Préstame tu maquina del tiempo

Mañanas: I love the calm of mornings, which usually begin with a plate of fruit, a bit of yogurt, a small cup of coffee, or the occasional sweet chocolate milk or banana licuado. Renato usually puts loud music on while he gets ready for school and when he leaves, I go through his hundreds of cds. On a recent tranquil morning, I listened to the discography of Rodrigo Gonzalez (imagine a Mexican version of Bob Dylan), while reading Octavio Paz´s El Laberinto de la Soledad, along with my trusty diccionario. I think I actually spent more time looking through my dictionary, fascinated by how meanings connect to other words and expand into more meanings and create a whole web of ideas, sensations and possibilities. While I was looking at the multiple meanings of "extraviado," Rodrigo, in his gruff Chilango voice, sings "ha perdido su camino"- which fit perfectly into Paz's sentiment.

Familia: Renato´s family is amazing. They let us stay in their home for 2 weeks without ever asking for anything or seeming to be bothered at all. His mother, Marcela, cooked us ample and delicious breakfasts on the weekends, filled the table with fruit, tortillas, yogurt, honey, soup, quesadillas and homemade salsa for lunch, made us warm chocolate milk before bed and made us toast and tea in bed when our stomachs were hurting. Gaby, the youngest sister, sings loudly for most of the time she is in the house, practicing for the rock group she sings with. Martin, dad, usually keeps to himself but when his favorite futbol team, America, wins he´s in a good mood for days and will tell jokes and talk with everyone. On the weekends, Martin´s family gathers at his mother´s house and Marcela gets together with her beautiful group of sisters for a day-long lunch. The entire family is lovely and friendly, and they always make me feel like part of the family when I visit. When I asked Renato if it was any problem for them, he assured me that though they are a humble family, they were happy to take care of us because simply, that´s what people do. Ah, Mexico, who would want to leave you?

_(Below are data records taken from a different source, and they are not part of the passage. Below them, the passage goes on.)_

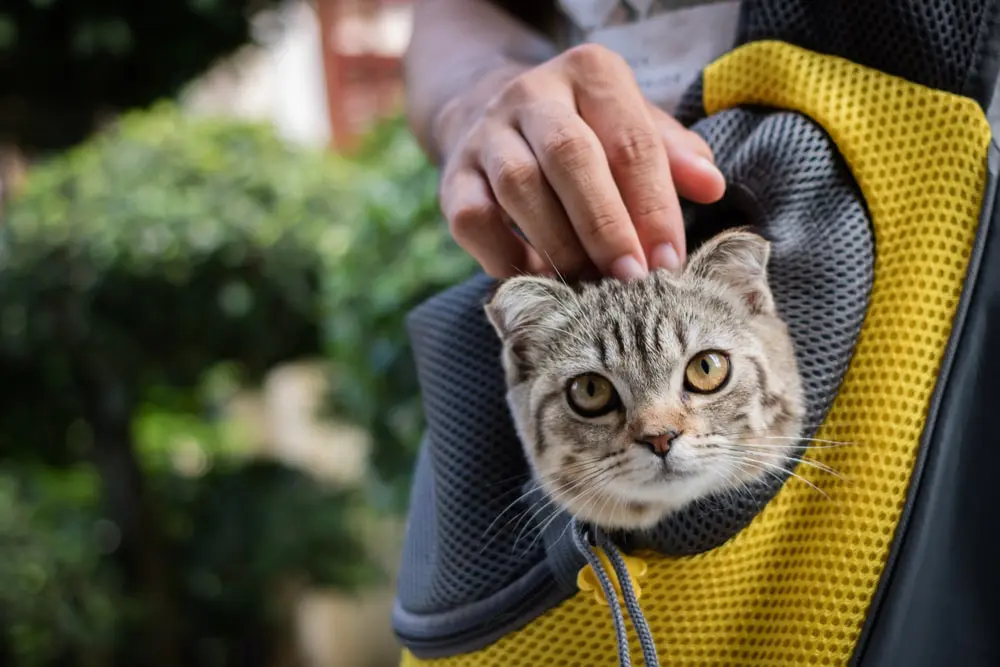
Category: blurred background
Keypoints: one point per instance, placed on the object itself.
(213, 222)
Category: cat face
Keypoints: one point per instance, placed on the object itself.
(634, 399)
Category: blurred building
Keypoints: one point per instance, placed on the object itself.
(323, 71)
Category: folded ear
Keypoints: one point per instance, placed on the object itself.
(523, 302)
(738, 260)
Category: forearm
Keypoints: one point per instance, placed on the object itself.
(462, 46)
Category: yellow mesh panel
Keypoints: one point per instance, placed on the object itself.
(794, 587)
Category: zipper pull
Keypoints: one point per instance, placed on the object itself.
(586, 578)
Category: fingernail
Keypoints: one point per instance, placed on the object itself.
(707, 165)
(627, 267)
(665, 257)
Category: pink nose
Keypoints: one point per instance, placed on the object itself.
(660, 443)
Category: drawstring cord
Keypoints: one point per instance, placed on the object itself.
(580, 538)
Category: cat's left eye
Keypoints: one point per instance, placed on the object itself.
(592, 395)
(706, 372)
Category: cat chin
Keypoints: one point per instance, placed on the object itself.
(612, 510)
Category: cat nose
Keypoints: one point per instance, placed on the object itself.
(660, 443)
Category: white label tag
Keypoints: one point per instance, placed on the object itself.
(668, 50)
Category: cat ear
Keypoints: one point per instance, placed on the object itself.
(737, 259)
(524, 301)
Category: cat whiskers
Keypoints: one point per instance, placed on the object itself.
(594, 484)
(770, 468)
(587, 467)
(756, 448)
(592, 469)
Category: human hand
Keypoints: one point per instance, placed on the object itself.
(573, 154)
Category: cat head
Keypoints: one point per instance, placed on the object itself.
(633, 399)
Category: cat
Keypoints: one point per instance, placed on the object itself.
(634, 399)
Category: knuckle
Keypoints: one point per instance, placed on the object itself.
(566, 147)
(513, 175)
(633, 148)
(600, 225)
(591, 58)
(466, 218)
(651, 204)
(516, 92)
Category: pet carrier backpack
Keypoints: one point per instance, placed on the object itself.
(857, 137)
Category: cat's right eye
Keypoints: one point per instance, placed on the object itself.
(592, 395)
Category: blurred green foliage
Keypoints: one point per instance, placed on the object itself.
(54, 594)
(398, 255)
(146, 277)
(65, 64)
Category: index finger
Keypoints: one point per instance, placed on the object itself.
(611, 103)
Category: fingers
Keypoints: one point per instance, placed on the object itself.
(575, 166)
(477, 224)
(613, 106)
(524, 192)
(691, 162)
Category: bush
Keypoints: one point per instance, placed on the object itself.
(131, 270)
(106, 55)
(398, 255)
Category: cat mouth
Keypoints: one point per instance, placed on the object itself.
(666, 471)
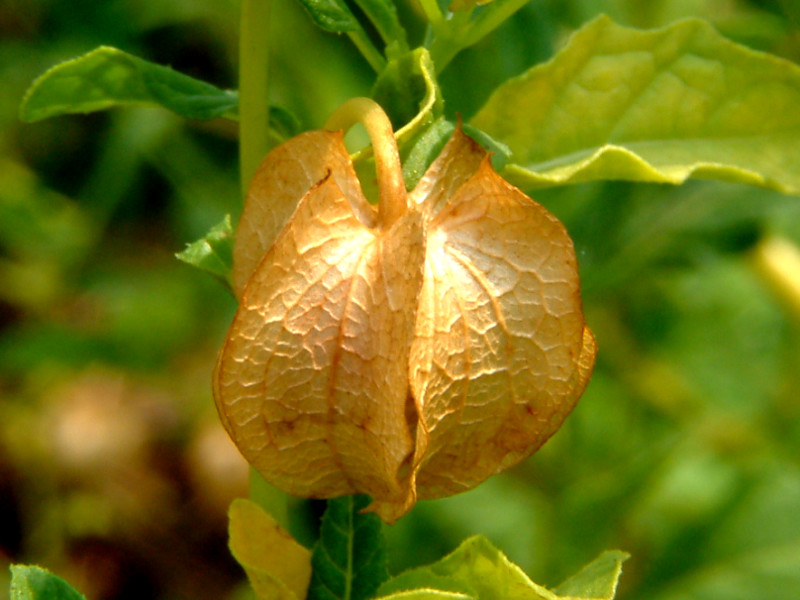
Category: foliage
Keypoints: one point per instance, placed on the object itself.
(683, 451)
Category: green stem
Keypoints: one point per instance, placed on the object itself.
(253, 146)
(253, 88)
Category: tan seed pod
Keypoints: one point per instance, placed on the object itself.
(406, 352)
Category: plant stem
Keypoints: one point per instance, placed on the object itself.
(391, 187)
(253, 88)
(253, 146)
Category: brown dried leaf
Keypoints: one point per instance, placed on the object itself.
(282, 179)
(312, 380)
(501, 353)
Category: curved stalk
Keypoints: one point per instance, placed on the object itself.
(391, 187)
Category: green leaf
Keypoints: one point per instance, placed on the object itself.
(332, 15)
(108, 77)
(598, 579)
(213, 252)
(476, 569)
(349, 561)
(659, 106)
(408, 92)
(277, 566)
(383, 15)
(35, 583)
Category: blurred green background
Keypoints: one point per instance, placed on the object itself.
(114, 472)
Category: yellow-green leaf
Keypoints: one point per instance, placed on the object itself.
(476, 569)
(661, 106)
(277, 566)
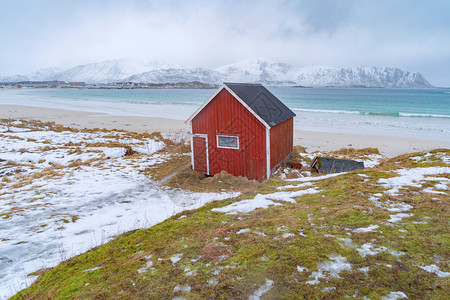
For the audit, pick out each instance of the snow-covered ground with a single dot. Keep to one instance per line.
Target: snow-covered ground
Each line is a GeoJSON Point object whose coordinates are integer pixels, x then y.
{"type": "Point", "coordinates": [63, 193]}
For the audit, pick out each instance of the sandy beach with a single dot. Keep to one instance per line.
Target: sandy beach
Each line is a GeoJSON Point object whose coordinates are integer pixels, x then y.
{"type": "Point", "coordinates": [321, 141]}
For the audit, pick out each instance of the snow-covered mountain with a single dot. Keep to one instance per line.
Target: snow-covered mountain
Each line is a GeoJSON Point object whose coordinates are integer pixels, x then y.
{"type": "Point", "coordinates": [266, 72]}
{"type": "Point", "coordinates": [252, 71]}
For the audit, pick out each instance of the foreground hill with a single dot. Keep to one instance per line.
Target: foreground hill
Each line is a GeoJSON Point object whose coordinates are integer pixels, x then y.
{"type": "Point", "coordinates": [380, 232]}
{"type": "Point", "coordinates": [252, 71]}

Things we take for granted: We are driving down the dimly-let, wet, Calle San Diego, looking for a birthday party for the sister of a friend of a friend (in Mexico, if there´s a party, everyone is invited) after losing the car that we were following. We know the address: 109. On the right side of the street we see 175 and the numbers appear to be lowering. Ok, so we know which side of the street it´s on, at least. Driving further along, we pass through all of the 100s and never see 109. So, we keep on driving and low and behold the numbers start back at 200 and are lowering again, but this time the odds and evens have switched sides of the street. Then the numbers jump erratically: 205, 147, 212, 27. We decide looking for the address is no longer a good idea and decide to go back to where we heard loud music coming from a house. Tony runs into the house because it´s too dark to see if its the right place from outside and of course we should have trusted our first instinct- go where the music´s the loudest and forget numbers.